# A USA RailPass Adventure in 1976



## NS VIA Fan (Nov 3, 2013)

In 1976 Amtrak introduced the USA RailPass.....I could get 14 days of unlimited travel for a set price of $165 so I just had to try it out!.......Here's my itinerary:.

Oct 3 #169 Minute Man: Boston - New York

Oct 3 #115 Metroliner: New York - Washington

Oct 3 #51 James Whitcomb Riley: Washington Chicago

Oct 5 #5 San Francisco Zephyr: Chicago Oakland

Oct 8 #11 Coast Starlight: Oakland Los Angeles

Oct 8 #4 Southwest Limited: Los Angeles Chicago

Oct 11 #301 Ann Rutledge: Chicago St Louis

Oct 11 #304 Ann Rutledge: St Louis Chicago

Oct 12 #9 Twin Cities Hiawatha: Chicago Minneapolis

Oct 13 #8 Empire Builder: Minneapolis Milwaukee

Oct 13 #326 Turboliner: Milwaukee - Chicago

Oct 13 #57 Floridian: Chicago Tampa

Oct 15 #88 Champion: Tampa Washington

Oct 16 #170 Minute Man: Washington Boston

.....and for anyone who wants to follow along with that 1976 timetable, here's a link to it at the Museum of Railway Timetables site:

http://www.timetables.org/browse/?group=19760615&st=0001

Usually I would have taken CNs Ocean or Scotian from Halifax to Montreal and started my Amtrak travels there on either the Montrealer or Adirondack. But this time I wanted to cram as much Amtrak riding into my 2 week vacation as I could so I hopped on an Air Canada DC9 Saturday evening for a quick 1 hour flight to Boston.

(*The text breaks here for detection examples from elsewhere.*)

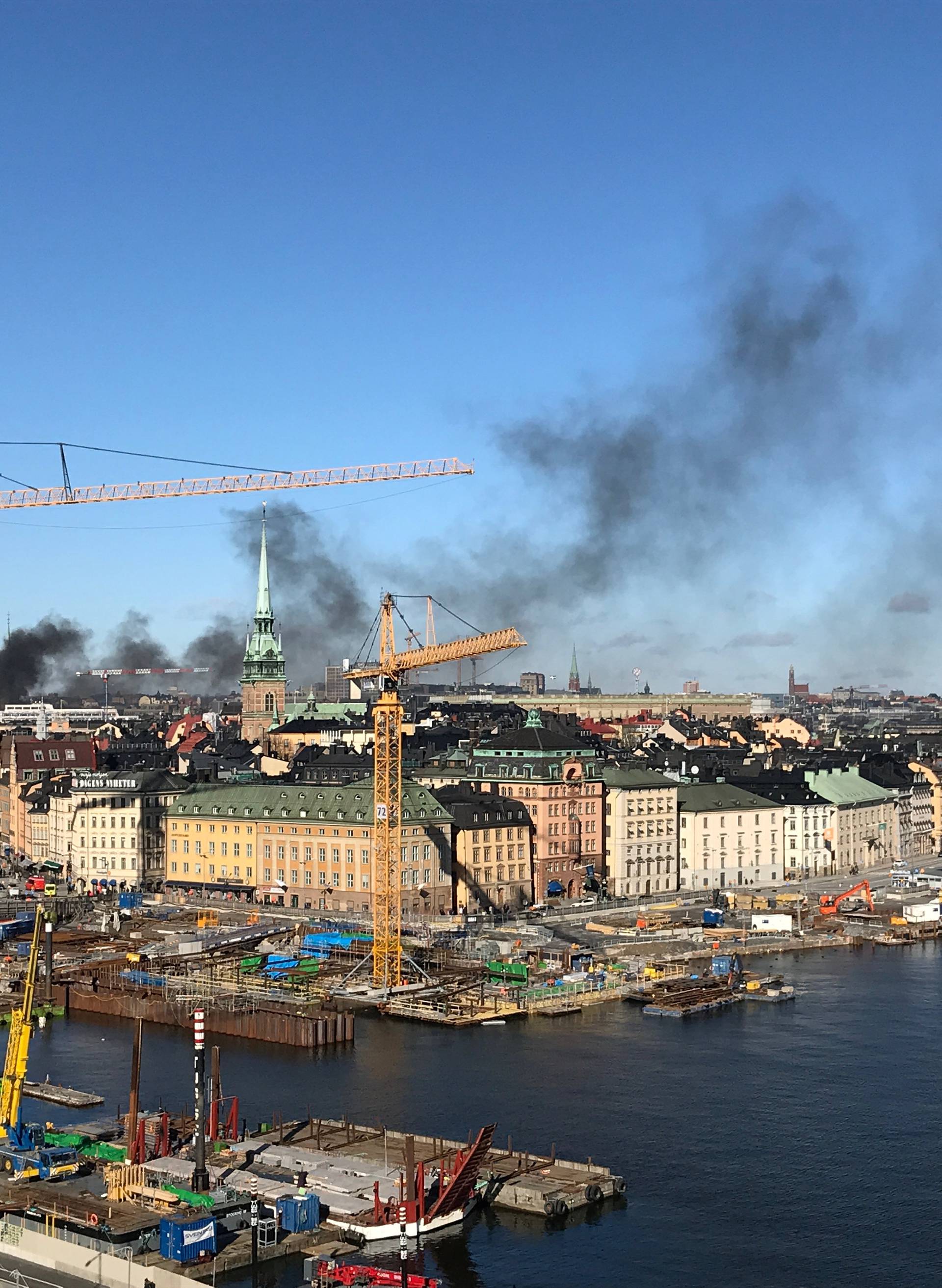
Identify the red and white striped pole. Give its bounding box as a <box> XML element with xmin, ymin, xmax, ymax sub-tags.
<box><xmin>192</xmin><ymin>1007</ymin><xmax>209</xmax><ymax>1194</ymax></box>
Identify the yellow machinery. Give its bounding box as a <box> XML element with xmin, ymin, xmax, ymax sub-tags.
<box><xmin>0</xmin><ymin>905</ymin><xmax>78</xmax><ymax>1181</ymax></box>
<box><xmin>0</xmin><ymin>458</ymin><xmax>474</xmax><ymax>510</ymax></box>
<box><xmin>345</xmin><ymin>595</ymin><xmax>527</xmax><ymax>989</ymax></box>
<box><xmin>0</xmin><ymin>907</ymin><xmax>45</xmax><ymax>1140</ymax></box>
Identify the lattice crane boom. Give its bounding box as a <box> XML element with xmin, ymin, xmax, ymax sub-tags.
<box><xmin>0</xmin><ymin>905</ymin><xmax>45</xmax><ymax>1148</ymax></box>
<box><xmin>345</xmin><ymin>595</ymin><xmax>527</xmax><ymax>990</ymax></box>
<box><xmin>345</xmin><ymin>626</ymin><xmax>527</xmax><ymax>680</ymax></box>
<box><xmin>0</xmin><ymin>456</ymin><xmax>474</xmax><ymax>510</ymax></box>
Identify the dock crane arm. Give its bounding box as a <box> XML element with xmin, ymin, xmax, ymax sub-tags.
<box><xmin>0</xmin><ymin>905</ymin><xmax>45</xmax><ymax>1148</ymax></box>
<box><xmin>818</xmin><ymin>881</ymin><xmax>874</xmax><ymax>917</ymax></box>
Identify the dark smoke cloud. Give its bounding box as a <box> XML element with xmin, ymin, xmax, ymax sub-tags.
<box><xmin>228</xmin><ymin>501</ymin><xmax>375</xmax><ymax>684</ymax></box>
<box><xmin>185</xmin><ymin>615</ymin><xmax>245</xmax><ymax>693</ymax></box>
<box><xmin>602</xmin><ymin>631</ymin><xmax>650</xmax><ymax>648</ymax></box>
<box><xmin>0</xmin><ymin>617</ymin><xmax>88</xmax><ymax>702</ymax></box>
<box><xmin>105</xmin><ymin>609</ymin><xmax>174</xmax><ymax>679</ymax></box>
<box><xmin>887</xmin><ymin>590</ymin><xmax>930</xmax><ymax>613</ymax></box>
<box><xmin>727</xmin><ymin>631</ymin><xmax>795</xmax><ymax>648</ymax></box>
<box><xmin>381</xmin><ymin>197</ymin><xmax>940</xmax><ymax>696</ymax></box>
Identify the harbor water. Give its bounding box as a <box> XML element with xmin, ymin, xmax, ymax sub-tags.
<box><xmin>15</xmin><ymin>943</ymin><xmax>942</xmax><ymax>1288</ymax></box>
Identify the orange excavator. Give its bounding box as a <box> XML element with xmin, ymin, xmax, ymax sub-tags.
<box><xmin>818</xmin><ymin>881</ymin><xmax>874</xmax><ymax>917</ymax></box>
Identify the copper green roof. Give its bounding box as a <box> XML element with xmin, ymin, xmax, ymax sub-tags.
<box><xmin>602</xmin><ymin>765</ymin><xmax>678</xmax><ymax>787</ymax></box>
<box><xmin>804</xmin><ymin>765</ymin><xmax>895</xmax><ymax>805</ymax></box>
<box><xmin>170</xmin><ymin>778</ymin><xmax>451</xmax><ymax>827</ymax></box>
<box><xmin>242</xmin><ymin>509</ymin><xmax>285</xmax><ymax>683</ymax></box>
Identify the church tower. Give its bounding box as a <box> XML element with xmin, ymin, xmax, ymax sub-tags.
<box><xmin>570</xmin><ymin>644</ymin><xmax>581</xmax><ymax>693</ymax></box>
<box><xmin>242</xmin><ymin>506</ymin><xmax>285</xmax><ymax>743</ymax></box>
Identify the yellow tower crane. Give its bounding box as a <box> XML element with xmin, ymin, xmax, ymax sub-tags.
<box><xmin>345</xmin><ymin>595</ymin><xmax>527</xmax><ymax>990</ymax></box>
<box><xmin>0</xmin><ymin>453</ymin><xmax>474</xmax><ymax>510</ymax></box>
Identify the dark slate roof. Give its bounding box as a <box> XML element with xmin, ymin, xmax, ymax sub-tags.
<box><xmin>436</xmin><ymin>787</ymin><xmax>530</xmax><ymax>828</ymax></box>
<box><xmin>481</xmin><ymin>726</ymin><xmax>590</xmax><ymax>755</ymax></box>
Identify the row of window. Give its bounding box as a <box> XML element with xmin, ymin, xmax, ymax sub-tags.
<box><xmin>471</xmin><ymin>814</ymin><xmax>530</xmax><ymax>845</ymax></box>
<box><xmin>471</xmin><ymin>845</ymin><xmax>527</xmax><ymax>863</ymax></box>
<box><xmin>170</xmin><ymin>860</ymin><xmax>252</xmax><ymax>883</ymax></box>
<box><xmin>473</xmin><ymin>863</ymin><xmax>530</xmax><ymax>885</ymax></box>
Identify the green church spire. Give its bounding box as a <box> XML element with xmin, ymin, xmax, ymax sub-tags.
<box><xmin>242</xmin><ymin>506</ymin><xmax>285</xmax><ymax>685</ymax></box>
<box><xmin>255</xmin><ymin>501</ymin><xmax>272</xmax><ymax>622</ymax></box>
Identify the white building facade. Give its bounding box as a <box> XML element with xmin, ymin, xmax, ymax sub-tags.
<box><xmin>49</xmin><ymin>769</ymin><xmax>189</xmax><ymax>891</ymax></box>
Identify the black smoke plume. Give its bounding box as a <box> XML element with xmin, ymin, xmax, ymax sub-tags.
<box><xmin>233</xmin><ymin>501</ymin><xmax>375</xmax><ymax>684</ymax></box>
<box><xmin>0</xmin><ymin>617</ymin><xmax>88</xmax><ymax>702</ymax></box>
<box><xmin>185</xmin><ymin>615</ymin><xmax>245</xmax><ymax>693</ymax></box>
<box><xmin>105</xmin><ymin>608</ymin><xmax>174</xmax><ymax>667</ymax></box>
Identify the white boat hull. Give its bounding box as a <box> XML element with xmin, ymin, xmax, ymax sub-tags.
<box><xmin>325</xmin><ymin>1199</ymin><xmax>477</xmax><ymax>1243</ymax></box>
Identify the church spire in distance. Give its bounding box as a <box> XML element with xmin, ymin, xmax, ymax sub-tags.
<box><xmin>255</xmin><ymin>501</ymin><xmax>272</xmax><ymax>623</ymax></box>
<box><xmin>570</xmin><ymin>644</ymin><xmax>581</xmax><ymax>693</ymax></box>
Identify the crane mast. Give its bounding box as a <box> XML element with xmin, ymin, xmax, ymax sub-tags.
<box><xmin>345</xmin><ymin>594</ymin><xmax>527</xmax><ymax>990</ymax></box>
<box><xmin>0</xmin><ymin>907</ymin><xmax>45</xmax><ymax>1148</ymax></box>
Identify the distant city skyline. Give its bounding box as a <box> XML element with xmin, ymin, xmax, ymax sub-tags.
<box><xmin>0</xmin><ymin>0</ymin><xmax>942</xmax><ymax>692</ymax></box>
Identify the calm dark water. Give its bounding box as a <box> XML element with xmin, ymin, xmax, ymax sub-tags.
<box><xmin>15</xmin><ymin>944</ymin><xmax>942</xmax><ymax>1288</ymax></box>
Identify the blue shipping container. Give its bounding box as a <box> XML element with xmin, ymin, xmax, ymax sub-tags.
<box><xmin>277</xmin><ymin>1194</ymin><xmax>321</xmax><ymax>1234</ymax></box>
<box><xmin>160</xmin><ymin>1216</ymin><xmax>216</xmax><ymax>1262</ymax></box>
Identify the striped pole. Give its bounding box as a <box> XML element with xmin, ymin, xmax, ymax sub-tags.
<box><xmin>193</xmin><ymin>1007</ymin><xmax>209</xmax><ymax>1194</ymax></box>
<box><xmin>249</xmin><ymin>1176</ymin><xmax>259</xmax><ymax>1288</ymax></box>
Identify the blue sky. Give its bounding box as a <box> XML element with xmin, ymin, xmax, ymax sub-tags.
<box><xmin>0</xmin><ymin>0</ymin><xmax>942</xmax><ymax>691</ymax></box>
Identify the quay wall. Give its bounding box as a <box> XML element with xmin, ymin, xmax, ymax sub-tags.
<box><xmin>0</xmin><ymin>1221</ymin><xmax>193</xmax><ymax>1288</ymax></box>
<box><xmin>68</xmin><ymin>984</ymin><xmax>354</xmax><ymax>1050</ymax></box>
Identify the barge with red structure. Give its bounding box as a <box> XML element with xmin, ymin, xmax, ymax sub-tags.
<box><xmin>327</xmin><ymin>1123</ymin><xmax>496</xmax><ymax>1243</ymax></box>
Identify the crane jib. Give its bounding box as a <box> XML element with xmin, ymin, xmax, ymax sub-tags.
<box><xmin>0</xmin><ymin>456</ymin><xmax>474</xmax><ymax>510</ymax></box>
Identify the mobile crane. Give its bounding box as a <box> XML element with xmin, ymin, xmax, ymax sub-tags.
<box><xmin>0</xmin><ymin>905</ymin><xmax>78</xmax><ymax>1181</ymax></box>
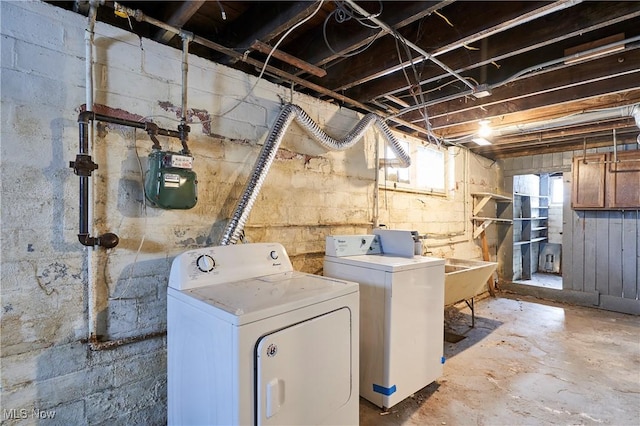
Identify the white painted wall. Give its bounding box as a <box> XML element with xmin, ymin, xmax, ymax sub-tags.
<box><xmin>0</xmin><ymin>1</ymin><xmax>500</xmax><ymax>425</ymax></box>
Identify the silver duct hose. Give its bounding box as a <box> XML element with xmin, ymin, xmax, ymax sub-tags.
<box><xmin>220</xmin><ymin>104</ymin><xmax>411</xmax><ymax>245</ymax></box>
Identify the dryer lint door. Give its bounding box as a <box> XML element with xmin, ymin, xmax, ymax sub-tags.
<box><xmin>255</xmin><ymin>308</ymin><xmax>358</xmax><ymax>425</ymax></box>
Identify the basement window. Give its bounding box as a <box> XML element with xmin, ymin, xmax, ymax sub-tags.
<box><xmin>380</xmin><ymin>140</ymin><xmax>446</xmax><ymax>195</ymax></box>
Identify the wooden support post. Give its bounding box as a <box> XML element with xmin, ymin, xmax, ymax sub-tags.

I was at South Station early the next morning with plenty of time to pick up my pass and the tickets I needed. Unlike the Eurailpass (just show and go)......on Amtrak you still had to obtain a ticket for each train you rode. But no advance planning was required. You could make reservations if you wanted but if a seat was available......you got it. You could even upgrade to a sleeper by paying the difference.







My first train was the Minute Man and an opportunity to sample a new Amfleet consist. The cars were brand-new and what an improvement over the xPenn Central clunkers I had been riding in the corridor in previous years.






At NYP I upgraded to a Metroliner for an additional $6 which got me into Washington a half hour before the Minute Man would have and a better connection to my next train......the James Whitcomb Riley. At Washington as I was taking the following picture, I was quickly stopped by the police and told No Photography (and this was 1976!)






I remember waking during the night as our train was being switched and then getting off early the next morning in Cincinnati to see a Dome Car had been added. We had picked up the Mountaineer through from Norfolk at Russell KY.


----------



## NS VIA Fan (Nov 3, 2013)

Now onto Chicago (sitting in the dome) and then a day spent riding some commuter routes including a C&NW Bi-level out to Harvard and back.






Up next was the San Francisco Zephyr and a coach seat for two nights all the way to Oakland. There always seemed to be plenty of coach seats available and you could spread out across a double for yourself.

The Breakfast Menu from the first morning out......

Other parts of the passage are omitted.